7. Waiver. The Pledgor agrees that neither the Pledgee, nor its
nominee, shall be held liable for loss or damage resulting from acts or events
beyond the reasonable control of the Pledgee, or its nominee, and acts of the
Pledgee taken in good faith. In taking, or refraining from taking action
required, or permitted, hereunder, such nominee shall follow the direction of
Pledgee, if given, and Pledgor agrees that such nominee shall not be liable for
any action or omission taken hereunder in good faith pursuant to instructions
from Pledgee.
8. Release of Pledged Maumelle Notes. The Pledgee shall release the
Pledged Maumelle Notes to the Pledgor when the Modified Note shall have been
paid in full; provided, however, that if at such time there shall be due from
Pledgor under this Pledge additional charges which theretofore arose as a result
of the default under any of the aforesaid instruments then Pledgee shall not
release the Pledged Maumelle Notes to the Pledgor until such additional charges
shall have been paid in full; and the Pledgee shall deliver to the Pledgor the
Maumelle Notes pledged under this Pledge and Pledgee shall execute and deliver,
or cause to be executed and delivered, to the Pledgor such instruments as may be
necessary to cancel this Pledge, and revest the Pledged Maumelle Notes in the
Pledgor free and clear of the lien hereof.

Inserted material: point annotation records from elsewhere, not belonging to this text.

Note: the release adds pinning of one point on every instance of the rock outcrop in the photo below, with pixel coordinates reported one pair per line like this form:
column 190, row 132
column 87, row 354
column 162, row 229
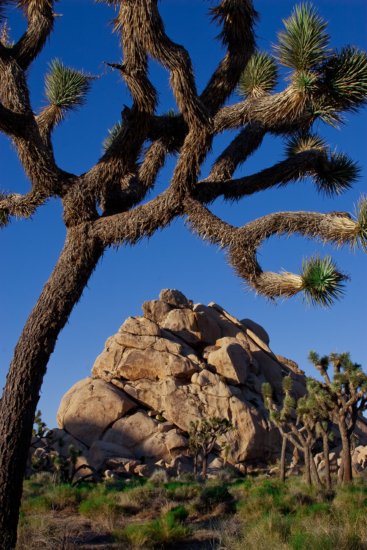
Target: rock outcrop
column 178, row 363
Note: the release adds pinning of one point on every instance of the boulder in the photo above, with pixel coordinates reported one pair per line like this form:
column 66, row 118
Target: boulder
column 178, row 363
column 102, row 452
column 231, row 360
column 256, row 329
column 140, row 326
column 174, row 298
column 156, row 310
column 89, row 407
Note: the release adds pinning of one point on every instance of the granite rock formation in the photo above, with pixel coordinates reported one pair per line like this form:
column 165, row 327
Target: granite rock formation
column 177, row 363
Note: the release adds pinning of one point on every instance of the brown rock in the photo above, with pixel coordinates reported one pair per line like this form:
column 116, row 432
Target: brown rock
column 140, row 326
column 183, row 323
column 61, row 442
column 192, row 327
column 180, row 404
column 174, row 298
column 102, row 451
column 89, row 407
column 156, row 310
column 231, row 360
column 139, row 434
column 104, row 364
column 136, row 364
column 257, row 329
column 227, row 328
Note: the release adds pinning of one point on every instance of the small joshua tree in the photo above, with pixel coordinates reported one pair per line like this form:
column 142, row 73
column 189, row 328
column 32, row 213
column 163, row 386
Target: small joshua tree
column 294, row 425
column 203, row 436
column 105, row 206
column 342, row 397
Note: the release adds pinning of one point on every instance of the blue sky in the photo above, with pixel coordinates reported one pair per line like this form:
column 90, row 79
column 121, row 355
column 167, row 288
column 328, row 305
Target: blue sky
column 173, row 258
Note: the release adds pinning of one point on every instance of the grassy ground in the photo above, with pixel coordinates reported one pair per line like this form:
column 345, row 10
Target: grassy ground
column 259, row 513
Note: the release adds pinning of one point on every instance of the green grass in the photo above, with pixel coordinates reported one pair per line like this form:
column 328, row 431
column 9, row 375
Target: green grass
column 252, row 513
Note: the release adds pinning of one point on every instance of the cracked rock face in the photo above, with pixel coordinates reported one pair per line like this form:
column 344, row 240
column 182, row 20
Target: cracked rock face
column 178, row 363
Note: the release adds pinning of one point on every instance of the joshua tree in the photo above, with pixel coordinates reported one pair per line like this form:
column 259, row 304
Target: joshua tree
column 295, row 426
column 342, row 398
column 203, row 435
column 102, row 206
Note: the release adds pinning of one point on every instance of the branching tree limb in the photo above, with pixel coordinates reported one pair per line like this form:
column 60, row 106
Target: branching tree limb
column 103, row 207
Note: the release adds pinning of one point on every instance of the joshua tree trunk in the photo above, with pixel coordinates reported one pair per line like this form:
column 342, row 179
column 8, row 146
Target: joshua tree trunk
column 326, row 451
column 18, row 405
column 307, row 456
column 282, row 458
column 204, row 466
column 314, row 471
column 347, row 475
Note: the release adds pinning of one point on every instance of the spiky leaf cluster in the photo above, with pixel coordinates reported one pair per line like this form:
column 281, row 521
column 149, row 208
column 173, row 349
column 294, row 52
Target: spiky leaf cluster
column 113, row 133
column 299, row 143
column 66, row 88
column 361, row 218
column 337, row 174
column 322, row 282
column 303, row 43
column 260, row 75
column 345, row 78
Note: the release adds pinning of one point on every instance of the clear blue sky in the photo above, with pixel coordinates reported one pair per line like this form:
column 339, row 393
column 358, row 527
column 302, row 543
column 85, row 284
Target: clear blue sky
column 173, row 258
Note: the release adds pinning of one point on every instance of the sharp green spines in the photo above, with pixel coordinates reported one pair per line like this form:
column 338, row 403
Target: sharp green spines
column 337, row 174
column 260, row 75
column 300, row 143
column 322, row 282
column 66, row 88
column 304, row 42
column 361, row 218
column 345, row 78
column 112, row 135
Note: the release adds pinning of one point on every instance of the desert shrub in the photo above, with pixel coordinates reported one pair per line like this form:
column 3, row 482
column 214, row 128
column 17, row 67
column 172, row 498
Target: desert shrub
column 158, row 477
column 102, row 509
column 35, row 504
column 182, row 491
column 165, row 531
column 64, row 496
column 213, row 495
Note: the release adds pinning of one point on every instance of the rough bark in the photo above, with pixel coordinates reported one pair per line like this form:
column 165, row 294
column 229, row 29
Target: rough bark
column 346, row 456
column 307, row 459
column 326, row 451
column 282, row 458
column 21, row 394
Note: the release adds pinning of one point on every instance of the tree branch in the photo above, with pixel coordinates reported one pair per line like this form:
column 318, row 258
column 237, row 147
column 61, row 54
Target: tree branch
column 40, row 24
column 237, row 18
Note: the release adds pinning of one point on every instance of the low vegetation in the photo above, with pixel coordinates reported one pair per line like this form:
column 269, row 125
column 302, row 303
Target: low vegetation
column 252, row 513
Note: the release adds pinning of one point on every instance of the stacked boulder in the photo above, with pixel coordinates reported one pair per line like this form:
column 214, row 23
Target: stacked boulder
column 177, row 363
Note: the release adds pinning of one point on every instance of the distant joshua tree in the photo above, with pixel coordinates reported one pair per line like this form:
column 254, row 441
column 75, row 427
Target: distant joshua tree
column 103, row 207
column 296, row 426
column 203, row 436
column 342, row 398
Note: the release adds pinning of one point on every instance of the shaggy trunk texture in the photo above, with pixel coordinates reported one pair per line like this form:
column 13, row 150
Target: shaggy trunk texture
column 347, row 475
column 326, row 451
column 307, row 456
column 18, row 405
column 282, row 459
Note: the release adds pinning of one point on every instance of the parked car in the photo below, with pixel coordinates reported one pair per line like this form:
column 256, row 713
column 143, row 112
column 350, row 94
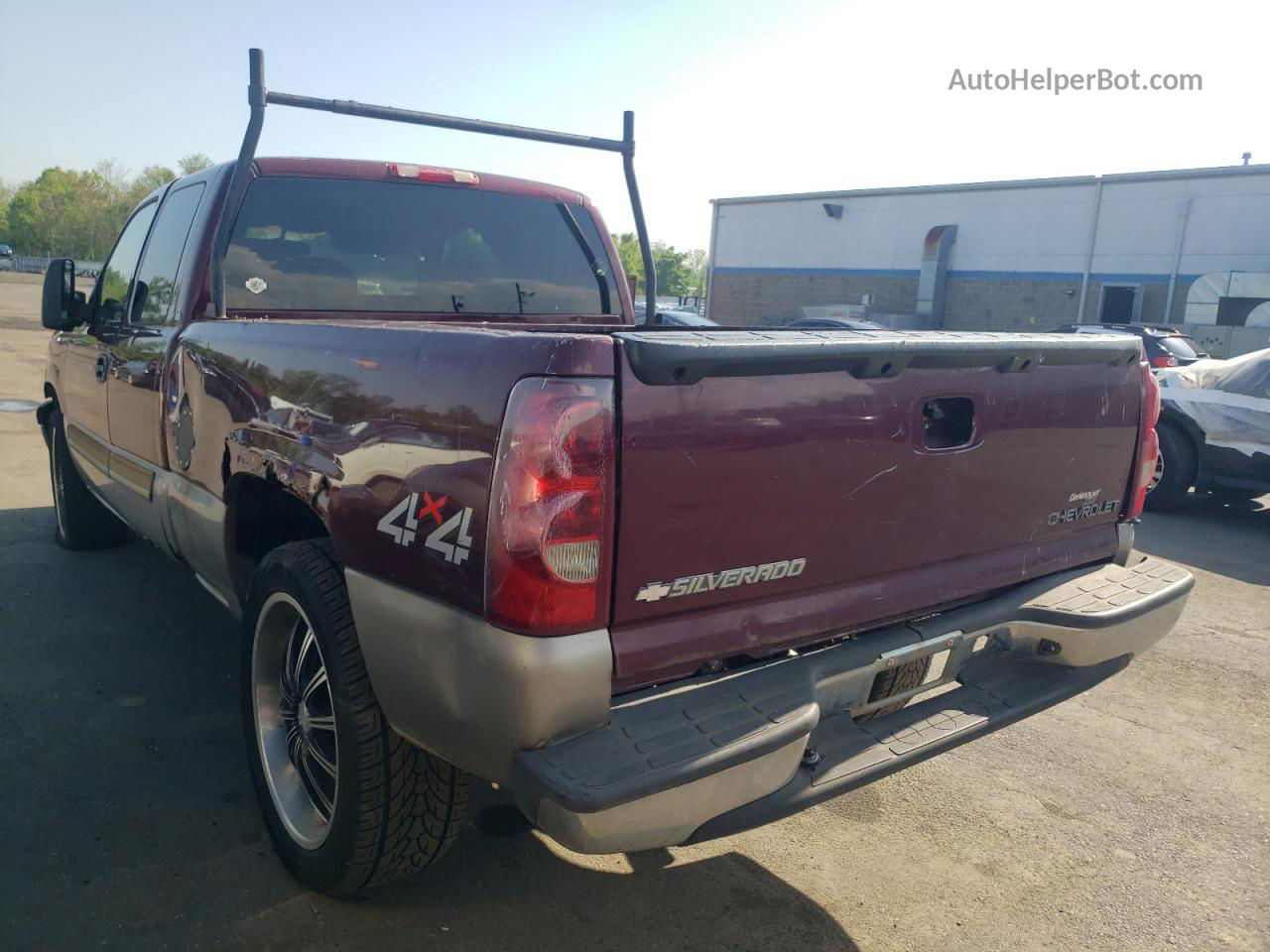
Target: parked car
column 400, row 420
column 1214, row 430
column 1165, row 347
column 834, row 322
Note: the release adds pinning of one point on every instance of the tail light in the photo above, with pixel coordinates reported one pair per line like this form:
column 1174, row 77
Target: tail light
column 1148, row 444
column 552, row 508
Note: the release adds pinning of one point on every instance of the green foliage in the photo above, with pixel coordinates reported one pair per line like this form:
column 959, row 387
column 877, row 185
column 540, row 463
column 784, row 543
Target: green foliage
column 194, row 162
column 677, row 272
column 5, row 197
column 77, row 213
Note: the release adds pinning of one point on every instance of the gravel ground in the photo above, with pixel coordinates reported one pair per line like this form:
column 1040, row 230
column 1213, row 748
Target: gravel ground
column 1132, row 817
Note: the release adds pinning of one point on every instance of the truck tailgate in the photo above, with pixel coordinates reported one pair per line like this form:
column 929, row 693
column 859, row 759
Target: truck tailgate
column 779, row 488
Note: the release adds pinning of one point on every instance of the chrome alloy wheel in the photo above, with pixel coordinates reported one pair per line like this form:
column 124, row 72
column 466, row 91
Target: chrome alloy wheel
column 295, row 720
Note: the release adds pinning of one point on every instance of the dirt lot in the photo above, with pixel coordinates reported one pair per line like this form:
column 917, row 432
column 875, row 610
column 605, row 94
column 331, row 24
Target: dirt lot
column 1132, row 817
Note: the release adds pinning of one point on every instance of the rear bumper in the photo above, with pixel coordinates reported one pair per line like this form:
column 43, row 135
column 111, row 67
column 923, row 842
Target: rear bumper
column 722, row 754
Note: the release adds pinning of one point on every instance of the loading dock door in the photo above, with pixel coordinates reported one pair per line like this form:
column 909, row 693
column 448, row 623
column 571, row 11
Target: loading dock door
column 1120, row 303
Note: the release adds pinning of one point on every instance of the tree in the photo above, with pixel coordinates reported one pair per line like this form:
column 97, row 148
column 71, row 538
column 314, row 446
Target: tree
column 194, row 162
column 7, row 191
column 151, row 177
column 681, row 273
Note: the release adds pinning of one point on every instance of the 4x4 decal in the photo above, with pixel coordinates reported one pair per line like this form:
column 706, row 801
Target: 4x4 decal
column 409, row 513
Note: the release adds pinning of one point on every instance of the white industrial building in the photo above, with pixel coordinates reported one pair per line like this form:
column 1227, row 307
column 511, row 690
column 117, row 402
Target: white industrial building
column 1185, row 248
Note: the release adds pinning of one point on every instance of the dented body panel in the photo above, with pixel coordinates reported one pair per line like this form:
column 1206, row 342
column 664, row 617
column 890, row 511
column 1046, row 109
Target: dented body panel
column 365, row 414
column 763, row 494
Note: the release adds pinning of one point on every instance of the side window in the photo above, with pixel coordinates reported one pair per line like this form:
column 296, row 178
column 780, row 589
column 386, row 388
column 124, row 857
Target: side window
column 157, row 278
column 111, row 295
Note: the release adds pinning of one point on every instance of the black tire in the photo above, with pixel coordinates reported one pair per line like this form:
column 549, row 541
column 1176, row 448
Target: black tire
column 81, row 522
column 1178, row 454
column 905, row 676
column 397, row 807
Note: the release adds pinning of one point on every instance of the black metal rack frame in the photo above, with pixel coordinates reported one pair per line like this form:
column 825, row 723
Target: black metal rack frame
column 258, row 96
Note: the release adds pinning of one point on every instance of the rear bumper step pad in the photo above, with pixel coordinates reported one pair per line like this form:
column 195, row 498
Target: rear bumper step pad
column 720, row 754
column 857, row 754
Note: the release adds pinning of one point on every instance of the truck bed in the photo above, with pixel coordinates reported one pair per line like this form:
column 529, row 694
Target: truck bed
column 785, row 486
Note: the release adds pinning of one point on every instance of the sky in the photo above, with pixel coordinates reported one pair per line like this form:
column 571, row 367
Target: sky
column 730, row 98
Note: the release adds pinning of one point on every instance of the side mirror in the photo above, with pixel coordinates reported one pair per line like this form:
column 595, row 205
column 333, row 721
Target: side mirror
column 60, row 307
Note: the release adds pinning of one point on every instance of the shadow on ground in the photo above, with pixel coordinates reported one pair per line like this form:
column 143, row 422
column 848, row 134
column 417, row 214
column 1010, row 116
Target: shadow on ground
column 130, row 819
column 1187, row 535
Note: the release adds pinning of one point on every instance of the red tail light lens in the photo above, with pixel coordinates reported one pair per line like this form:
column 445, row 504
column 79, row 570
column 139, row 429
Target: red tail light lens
column 1148, row 444
column 552, row 508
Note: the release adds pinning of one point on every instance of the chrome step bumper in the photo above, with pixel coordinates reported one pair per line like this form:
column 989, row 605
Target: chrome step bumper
column 716, row 756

9. Notices. All communications provided for hereunder shall be
addressed to Capitol Communities Corporation 000 X. Xxxxxxx Xxxxxxx, Xxxxx 000,
Xxxx Xxxxx, Xxxxxxx 00000, if to Capitol Development of Arkansas, Inc., 00000
Xxxxxxxx Xxxx., Xxxxxxxx, Xxxxxxxx 00000 the Pledgor at and to the Pledgee at
000 Xxxxx Xxxxxxx Xxxxxxx, Xxxxx 000, Xxxx Xxxxx, XX 00000 or to such other
address with respect to any of the parties as such party shall notify the other
in writing.
10. Applicable Law. This Agreement shall be construed and enforced in
accordance with the laws of the State of Florida.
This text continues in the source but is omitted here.